J’ai aimé, j’ai été déçue, j’ai écrit des poèmes de rencontre, je me suis inscrit.e et désinscrit.e des sites où s’envisage la séduction sous des paramètres tordus et sincères à la fois. J’ai croisé là d’autres addictions à tendance mélancolique, j’ai eu des rendez-vous et des fous rires. Et comme le grand amour c’est celui que tu te portes à toi-même et qu’il manque parfois de crédibilité, j’ai accepté chaque minute où rien de ce qui était autour n’était juste. Et l’amour, il s’engouffre malgré tout, malgré toi, malgré lui.

Chaque jour apporte sa leçon de bons sens pluriels et contradictoires, une vérité, une envie de justice, une horreur en chassant l’autre sans possibilité de réparation.

Qu’est-ce que c’est qu’une année réussie ? Une où tu pleures moins que tu ris ? Une où tu aimes plus que tu hais ? Une qui ressemble à la première phrase du Discours de la méthode, de René Descartes ? (Pitié.)

 « Le bon sens est la chose du monde la mieux partagée car chacun pense en être si bien pourvu, que celleux même qui sont les plus difficiles à contenter en toute autre chose n’ont point coutume d’en désirer plus qu’iels en ont. » Cette phrase, je l’ai toujours trouvé incompréhensible. Je sais qu’elle veut dire que les humain.e.s sont pas d’accord sur ce qu’est le bon sens, ce qui pose pas mal de problèmes de valeurs et de modalités pour envisager des actions collectives. Descartes écrit pour penser le contraire, justement. Une façon d’être au monde qui dit que la raison c’est un truc individuel, mais son livre est écrit et publié en français, dans un temps où le latin c’était la langue des savants, afin d’« être compris des femmes et des enfants ». Ce truc individuel n’est pas réservé et inaccessible.
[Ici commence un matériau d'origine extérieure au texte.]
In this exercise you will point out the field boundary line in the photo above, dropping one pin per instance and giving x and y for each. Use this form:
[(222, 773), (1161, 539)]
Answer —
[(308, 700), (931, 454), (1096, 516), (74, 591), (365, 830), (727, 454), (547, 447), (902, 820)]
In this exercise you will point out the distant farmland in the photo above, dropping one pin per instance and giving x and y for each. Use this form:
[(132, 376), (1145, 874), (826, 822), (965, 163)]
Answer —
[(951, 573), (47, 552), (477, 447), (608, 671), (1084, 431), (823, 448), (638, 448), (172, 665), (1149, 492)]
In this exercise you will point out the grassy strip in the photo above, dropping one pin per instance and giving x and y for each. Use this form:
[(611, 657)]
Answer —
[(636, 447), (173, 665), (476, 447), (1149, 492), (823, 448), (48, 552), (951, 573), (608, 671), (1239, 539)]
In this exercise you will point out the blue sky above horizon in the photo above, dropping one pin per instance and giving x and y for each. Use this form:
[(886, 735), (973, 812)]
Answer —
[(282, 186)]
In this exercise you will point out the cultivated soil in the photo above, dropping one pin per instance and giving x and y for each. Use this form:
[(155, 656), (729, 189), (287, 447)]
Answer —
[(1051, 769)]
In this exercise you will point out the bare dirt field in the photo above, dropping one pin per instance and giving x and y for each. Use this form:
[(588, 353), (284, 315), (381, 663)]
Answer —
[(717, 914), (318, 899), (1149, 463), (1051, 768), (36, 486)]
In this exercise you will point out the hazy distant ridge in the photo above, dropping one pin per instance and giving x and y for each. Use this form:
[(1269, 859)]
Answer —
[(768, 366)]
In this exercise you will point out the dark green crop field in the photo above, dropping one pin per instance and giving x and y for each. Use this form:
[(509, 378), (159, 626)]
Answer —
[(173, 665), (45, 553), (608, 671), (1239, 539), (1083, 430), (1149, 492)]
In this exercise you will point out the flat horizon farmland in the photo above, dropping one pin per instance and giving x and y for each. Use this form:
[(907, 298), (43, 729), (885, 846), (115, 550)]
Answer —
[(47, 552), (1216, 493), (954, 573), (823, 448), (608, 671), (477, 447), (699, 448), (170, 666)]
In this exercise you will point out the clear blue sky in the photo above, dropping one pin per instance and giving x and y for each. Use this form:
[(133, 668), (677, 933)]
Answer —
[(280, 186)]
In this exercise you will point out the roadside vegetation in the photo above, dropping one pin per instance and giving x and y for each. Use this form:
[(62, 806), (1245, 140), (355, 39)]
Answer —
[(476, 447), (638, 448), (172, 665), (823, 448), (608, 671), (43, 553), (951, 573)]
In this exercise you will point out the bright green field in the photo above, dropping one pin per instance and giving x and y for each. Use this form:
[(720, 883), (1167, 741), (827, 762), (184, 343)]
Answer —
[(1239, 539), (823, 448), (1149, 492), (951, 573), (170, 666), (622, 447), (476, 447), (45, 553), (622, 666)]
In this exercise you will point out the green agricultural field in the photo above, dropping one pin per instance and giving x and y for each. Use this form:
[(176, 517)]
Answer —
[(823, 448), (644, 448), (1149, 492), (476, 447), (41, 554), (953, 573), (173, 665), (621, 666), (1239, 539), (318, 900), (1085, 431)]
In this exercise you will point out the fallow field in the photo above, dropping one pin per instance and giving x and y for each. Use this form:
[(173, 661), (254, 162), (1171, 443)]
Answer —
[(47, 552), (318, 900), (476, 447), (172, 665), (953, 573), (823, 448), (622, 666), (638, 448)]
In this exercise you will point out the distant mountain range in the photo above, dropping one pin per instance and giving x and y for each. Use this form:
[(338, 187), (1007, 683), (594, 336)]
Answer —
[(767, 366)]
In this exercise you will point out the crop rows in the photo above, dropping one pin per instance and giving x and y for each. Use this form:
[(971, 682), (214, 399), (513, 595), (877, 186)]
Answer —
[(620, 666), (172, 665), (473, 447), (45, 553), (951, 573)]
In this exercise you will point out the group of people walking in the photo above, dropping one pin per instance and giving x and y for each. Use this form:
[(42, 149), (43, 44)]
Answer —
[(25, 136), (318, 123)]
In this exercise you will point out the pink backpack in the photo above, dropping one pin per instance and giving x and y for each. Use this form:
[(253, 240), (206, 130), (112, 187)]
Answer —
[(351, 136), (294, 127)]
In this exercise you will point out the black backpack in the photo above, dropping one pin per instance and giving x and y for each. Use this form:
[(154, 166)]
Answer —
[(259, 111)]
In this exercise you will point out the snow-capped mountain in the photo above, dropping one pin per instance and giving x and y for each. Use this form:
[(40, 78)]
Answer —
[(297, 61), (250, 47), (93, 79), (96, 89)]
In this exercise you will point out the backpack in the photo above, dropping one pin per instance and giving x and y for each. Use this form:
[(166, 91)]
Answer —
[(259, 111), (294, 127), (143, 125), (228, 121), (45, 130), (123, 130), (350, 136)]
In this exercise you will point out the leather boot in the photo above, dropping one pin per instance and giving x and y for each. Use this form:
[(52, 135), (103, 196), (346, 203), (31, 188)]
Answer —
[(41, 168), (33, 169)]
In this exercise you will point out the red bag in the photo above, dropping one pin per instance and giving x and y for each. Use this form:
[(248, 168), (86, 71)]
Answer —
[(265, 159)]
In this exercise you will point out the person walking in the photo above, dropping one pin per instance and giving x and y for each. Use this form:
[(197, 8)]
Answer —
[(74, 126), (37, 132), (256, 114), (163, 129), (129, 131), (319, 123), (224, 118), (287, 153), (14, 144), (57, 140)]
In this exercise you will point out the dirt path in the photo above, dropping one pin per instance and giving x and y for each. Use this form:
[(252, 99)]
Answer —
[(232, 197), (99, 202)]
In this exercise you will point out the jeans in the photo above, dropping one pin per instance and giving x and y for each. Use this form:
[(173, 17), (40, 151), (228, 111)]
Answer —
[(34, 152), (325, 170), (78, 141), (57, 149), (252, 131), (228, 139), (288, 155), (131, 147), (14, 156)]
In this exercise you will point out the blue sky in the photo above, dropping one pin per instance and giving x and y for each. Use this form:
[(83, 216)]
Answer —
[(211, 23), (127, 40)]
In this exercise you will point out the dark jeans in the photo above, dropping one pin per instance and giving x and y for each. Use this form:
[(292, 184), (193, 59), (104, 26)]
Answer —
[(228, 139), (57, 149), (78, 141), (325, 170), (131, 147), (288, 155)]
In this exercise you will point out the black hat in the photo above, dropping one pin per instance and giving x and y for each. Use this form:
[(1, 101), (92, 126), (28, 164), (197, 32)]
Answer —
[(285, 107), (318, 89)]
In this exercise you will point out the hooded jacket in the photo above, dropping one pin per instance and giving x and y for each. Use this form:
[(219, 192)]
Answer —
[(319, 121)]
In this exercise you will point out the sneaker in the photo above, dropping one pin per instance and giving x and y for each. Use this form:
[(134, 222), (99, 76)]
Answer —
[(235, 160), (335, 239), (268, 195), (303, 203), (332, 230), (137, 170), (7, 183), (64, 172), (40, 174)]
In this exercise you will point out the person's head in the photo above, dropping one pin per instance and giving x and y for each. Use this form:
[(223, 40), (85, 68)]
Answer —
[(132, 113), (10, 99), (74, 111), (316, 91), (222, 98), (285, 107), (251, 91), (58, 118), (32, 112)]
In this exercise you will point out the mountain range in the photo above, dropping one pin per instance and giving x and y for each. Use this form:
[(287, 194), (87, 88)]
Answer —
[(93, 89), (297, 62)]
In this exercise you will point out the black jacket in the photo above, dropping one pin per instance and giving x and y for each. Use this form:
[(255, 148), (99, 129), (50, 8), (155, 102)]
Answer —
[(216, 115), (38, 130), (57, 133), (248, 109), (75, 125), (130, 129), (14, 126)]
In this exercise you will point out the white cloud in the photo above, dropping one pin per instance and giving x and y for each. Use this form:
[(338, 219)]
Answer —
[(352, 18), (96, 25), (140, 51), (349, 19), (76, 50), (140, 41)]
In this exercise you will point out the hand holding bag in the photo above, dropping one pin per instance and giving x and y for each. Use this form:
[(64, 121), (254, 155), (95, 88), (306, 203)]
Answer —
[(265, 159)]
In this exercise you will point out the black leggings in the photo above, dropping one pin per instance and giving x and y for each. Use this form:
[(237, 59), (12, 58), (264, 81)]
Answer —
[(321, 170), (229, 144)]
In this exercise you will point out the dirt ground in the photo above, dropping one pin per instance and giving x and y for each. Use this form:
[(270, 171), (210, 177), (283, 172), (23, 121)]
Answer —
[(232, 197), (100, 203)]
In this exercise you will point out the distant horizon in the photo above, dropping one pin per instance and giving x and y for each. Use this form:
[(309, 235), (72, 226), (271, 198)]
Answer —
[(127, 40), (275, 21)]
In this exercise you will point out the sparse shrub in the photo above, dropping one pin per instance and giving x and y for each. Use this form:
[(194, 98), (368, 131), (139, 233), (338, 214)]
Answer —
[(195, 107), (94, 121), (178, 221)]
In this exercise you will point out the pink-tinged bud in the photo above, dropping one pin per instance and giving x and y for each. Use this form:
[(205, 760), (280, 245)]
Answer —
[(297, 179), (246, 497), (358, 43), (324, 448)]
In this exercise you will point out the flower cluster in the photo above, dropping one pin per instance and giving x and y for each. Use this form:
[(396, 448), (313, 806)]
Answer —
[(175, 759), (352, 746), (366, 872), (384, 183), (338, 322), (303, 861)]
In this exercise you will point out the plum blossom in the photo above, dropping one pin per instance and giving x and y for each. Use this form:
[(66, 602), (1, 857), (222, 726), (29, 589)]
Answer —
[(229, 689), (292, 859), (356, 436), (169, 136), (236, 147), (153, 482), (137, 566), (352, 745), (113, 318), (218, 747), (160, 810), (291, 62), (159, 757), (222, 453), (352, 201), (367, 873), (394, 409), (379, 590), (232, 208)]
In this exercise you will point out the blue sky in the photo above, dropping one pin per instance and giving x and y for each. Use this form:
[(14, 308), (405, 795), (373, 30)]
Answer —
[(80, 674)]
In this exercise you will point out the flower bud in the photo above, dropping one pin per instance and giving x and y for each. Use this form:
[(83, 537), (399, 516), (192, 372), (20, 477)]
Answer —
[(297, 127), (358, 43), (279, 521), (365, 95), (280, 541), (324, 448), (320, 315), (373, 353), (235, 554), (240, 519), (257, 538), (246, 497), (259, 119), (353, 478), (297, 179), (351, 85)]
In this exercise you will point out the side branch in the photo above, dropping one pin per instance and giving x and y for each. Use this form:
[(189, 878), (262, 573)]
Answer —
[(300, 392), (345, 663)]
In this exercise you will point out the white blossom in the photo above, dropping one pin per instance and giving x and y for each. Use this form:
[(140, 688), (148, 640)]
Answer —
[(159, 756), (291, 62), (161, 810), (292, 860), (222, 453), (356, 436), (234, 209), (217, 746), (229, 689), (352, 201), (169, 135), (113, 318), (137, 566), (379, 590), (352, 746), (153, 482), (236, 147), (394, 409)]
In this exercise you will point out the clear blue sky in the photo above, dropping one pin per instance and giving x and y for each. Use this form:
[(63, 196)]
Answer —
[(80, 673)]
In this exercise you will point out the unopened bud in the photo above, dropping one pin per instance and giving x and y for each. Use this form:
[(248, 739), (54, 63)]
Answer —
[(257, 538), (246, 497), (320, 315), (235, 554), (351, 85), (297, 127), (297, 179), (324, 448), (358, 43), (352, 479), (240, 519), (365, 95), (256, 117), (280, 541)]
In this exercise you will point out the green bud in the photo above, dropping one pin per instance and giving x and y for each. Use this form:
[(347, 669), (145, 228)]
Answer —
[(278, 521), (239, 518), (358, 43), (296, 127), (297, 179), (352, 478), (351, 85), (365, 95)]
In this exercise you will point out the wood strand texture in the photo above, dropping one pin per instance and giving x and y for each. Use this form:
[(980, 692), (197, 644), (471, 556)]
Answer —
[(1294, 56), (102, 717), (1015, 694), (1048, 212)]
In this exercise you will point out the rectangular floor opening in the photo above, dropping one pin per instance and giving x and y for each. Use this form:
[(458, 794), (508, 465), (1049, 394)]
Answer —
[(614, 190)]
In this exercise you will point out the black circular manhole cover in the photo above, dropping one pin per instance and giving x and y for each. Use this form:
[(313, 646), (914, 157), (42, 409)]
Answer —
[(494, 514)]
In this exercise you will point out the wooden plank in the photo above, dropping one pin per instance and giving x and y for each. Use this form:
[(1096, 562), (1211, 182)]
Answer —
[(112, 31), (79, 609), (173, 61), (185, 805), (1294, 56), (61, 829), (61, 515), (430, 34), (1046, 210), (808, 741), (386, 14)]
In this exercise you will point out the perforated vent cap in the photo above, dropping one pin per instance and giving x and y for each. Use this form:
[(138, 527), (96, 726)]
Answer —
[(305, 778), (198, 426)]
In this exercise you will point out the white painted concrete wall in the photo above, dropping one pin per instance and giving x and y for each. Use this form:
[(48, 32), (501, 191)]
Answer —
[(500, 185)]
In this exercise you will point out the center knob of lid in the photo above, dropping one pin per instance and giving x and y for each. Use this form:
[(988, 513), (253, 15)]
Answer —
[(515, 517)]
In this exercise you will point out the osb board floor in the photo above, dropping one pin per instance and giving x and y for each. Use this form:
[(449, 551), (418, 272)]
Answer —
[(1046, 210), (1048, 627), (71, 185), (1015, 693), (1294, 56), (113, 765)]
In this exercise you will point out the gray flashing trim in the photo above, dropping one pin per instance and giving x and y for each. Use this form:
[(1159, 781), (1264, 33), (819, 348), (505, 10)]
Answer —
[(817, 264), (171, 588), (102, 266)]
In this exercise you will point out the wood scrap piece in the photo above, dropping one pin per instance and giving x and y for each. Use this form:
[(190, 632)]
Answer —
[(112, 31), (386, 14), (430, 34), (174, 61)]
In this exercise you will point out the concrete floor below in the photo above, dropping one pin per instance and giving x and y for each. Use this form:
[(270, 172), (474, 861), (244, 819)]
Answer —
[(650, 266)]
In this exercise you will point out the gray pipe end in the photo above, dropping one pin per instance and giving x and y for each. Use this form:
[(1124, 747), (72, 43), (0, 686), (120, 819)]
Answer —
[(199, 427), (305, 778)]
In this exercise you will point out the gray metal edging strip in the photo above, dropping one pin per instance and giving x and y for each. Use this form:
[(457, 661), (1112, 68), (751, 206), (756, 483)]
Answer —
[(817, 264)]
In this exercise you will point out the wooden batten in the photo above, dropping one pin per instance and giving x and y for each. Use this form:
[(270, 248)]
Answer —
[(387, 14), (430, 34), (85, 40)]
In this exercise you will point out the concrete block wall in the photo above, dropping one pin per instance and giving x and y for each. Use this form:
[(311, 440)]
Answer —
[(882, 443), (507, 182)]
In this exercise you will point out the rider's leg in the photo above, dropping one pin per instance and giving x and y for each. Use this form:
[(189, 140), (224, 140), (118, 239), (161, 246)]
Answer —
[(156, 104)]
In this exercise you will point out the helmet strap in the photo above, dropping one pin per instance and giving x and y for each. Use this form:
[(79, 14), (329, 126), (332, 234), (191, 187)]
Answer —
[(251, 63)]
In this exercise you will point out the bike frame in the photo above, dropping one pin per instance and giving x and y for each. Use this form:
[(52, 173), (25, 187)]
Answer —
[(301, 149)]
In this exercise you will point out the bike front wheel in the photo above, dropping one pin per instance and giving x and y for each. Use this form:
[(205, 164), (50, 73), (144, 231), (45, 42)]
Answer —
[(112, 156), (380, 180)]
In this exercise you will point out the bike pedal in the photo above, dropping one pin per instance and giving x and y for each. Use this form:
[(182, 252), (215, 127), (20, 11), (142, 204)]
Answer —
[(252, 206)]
Le livre contient quatre maximes que tout le monde pourrait suivre, et voilà la méthode. Le texte est court, plein de thèses à foutre à la poubelle (les humain.e.s comme maîtres et possesseur.e.s de la nature, on n’en finit pas de payer les conséquences.) Mais la démarche reste quelque chose qui m’a permis de ne pas me laisser noyer dans le bain dans lequel j’ai grandi et de comprendre qui j’étais.

J’y pense aujourd’hui, pour renouveler les vœux de connexion et d’engagement pour pas juste dire : 2023, tu iras où tu veux sans moi. J’ai fait le vœu de moins publier de contenus rapides. Me ranger des bacs à grains de sable qui s’écoulent sans que jamais le sablier ne soit vidé.

Vers vous, je m’engage à ne jamais oublier que nos bons sens sont pas raccords, et contre Descartes et d’autres que j’ai croisés sur ma route, amenés comme seuls guides du monde qu’on connaît, je renvoie là où j’ai appris à être en vie.

Un bouquet final de 23 hyperliens consultés en 22*.

Répète avec moi : y en a marre

Découvre Yvonne Sterk par Milady Renoir

Cours écouter Soledad Kalza et Sina Kienou

Respecte Viola Davis the woman king et bien plus

Podcast Mémoires de Juliette Mogenet

Admire les collages de Norma Berardi

Prends une leçon d’architecture et de futur avec Alyssa Amor Gibbons

Continue à lire des livres de la maison d’édition le port a jauni

Clique sur la vidéo pour pas oublier Christophe Tarkos

Reste fidèle à la revue Papier machine

Dis-toi que la vie c’est comme les dessins de Gwen Guegan

Chante les chansons que mes frères m’ont apprises de Chloé Zao

Fais ton way avec Nina Simone et son My way

Cogite avec Maggie Nelson pour chanter la liberté

Appelle-moi poésie

Apprends de Xeno exhibitions

Podcast vivons heureux avant la fin du monde

N’oublie pas qu’Only voice remains

Crois en la fée du Mile end  

Rapproche-toi de Kathy Acker

Apprends de Réjane Senac

Oublie Descartes et cherche la méthode avec les glorieuses  

Admire Mahnaji et ses urbex

* Cette liste n’est pas un modèle et pas la seule possible. L’ordre des liens est aléatoire.